Waiting on a new IAC gasket then going to reassemble tomorrow and hook absolutely no vacuum components up. Plug the evap line, brake booster line, pcv, fresh air to the pcv, EVERYTHING! then run the engine, see if its running correct and start attaching vacuum components one at a time and watch what happens.
Speaking of the EGR...its one of the things i just looked closely at for a possible vac leak. Im still baffled how it works, the EGR tube runs from the intake to the block but the valve is at the back of the engine. Can't access it without removing the trans but the port runs through the block on the drivers side. Its fully electronic stepper motor so no vacuum lines to the valve itself but if the tube leaks its a vac leak. Also coolant lines back there that cant be fixed without pulling the trans. It has issues with maintenance but the duratec is a proven amazingly reliable motor. Its in everything, including the new rangers. The 2.3 EcoBoost is just a turbo duratec.
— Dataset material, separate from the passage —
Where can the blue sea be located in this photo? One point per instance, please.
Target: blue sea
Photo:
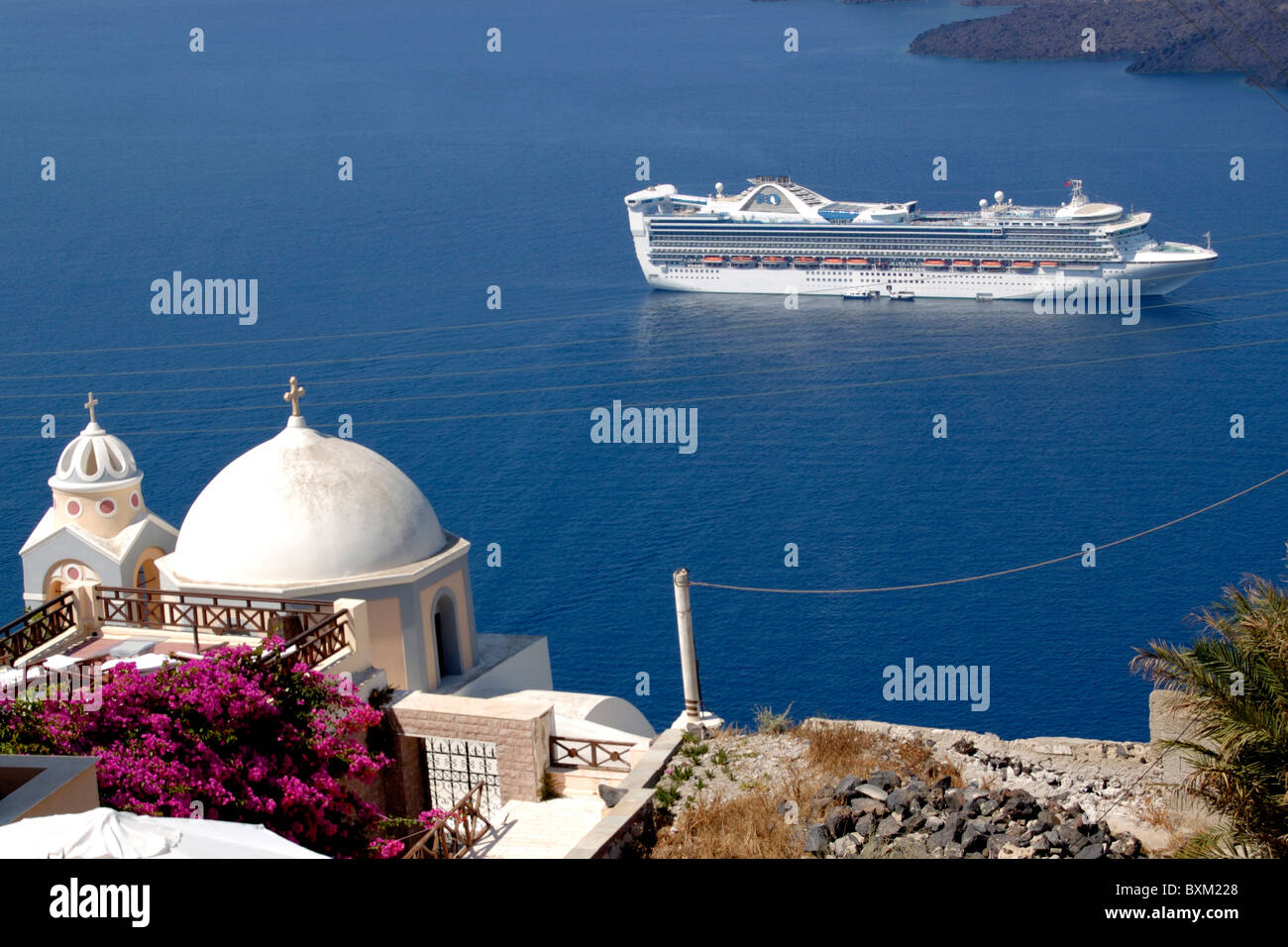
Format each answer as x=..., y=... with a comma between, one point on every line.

Id take a duratec over any factory ranger engine. Even the 4.0 sohc aint much more power, is heavier, and has more maintenance problems.
Im not talking about @PetroleumJunkie412 building his crazy 2.9, im just talking stock ranger engine options.
Fixed! I think... computers "disired idle RPM" and "actual idle RPM" now match. Unplugging the IAC now causes the RPMs to drop about 150-200 rpms and fuel trims are re-learning. Long term at idle is already down from +15.6 to +9.3 and still adjusting.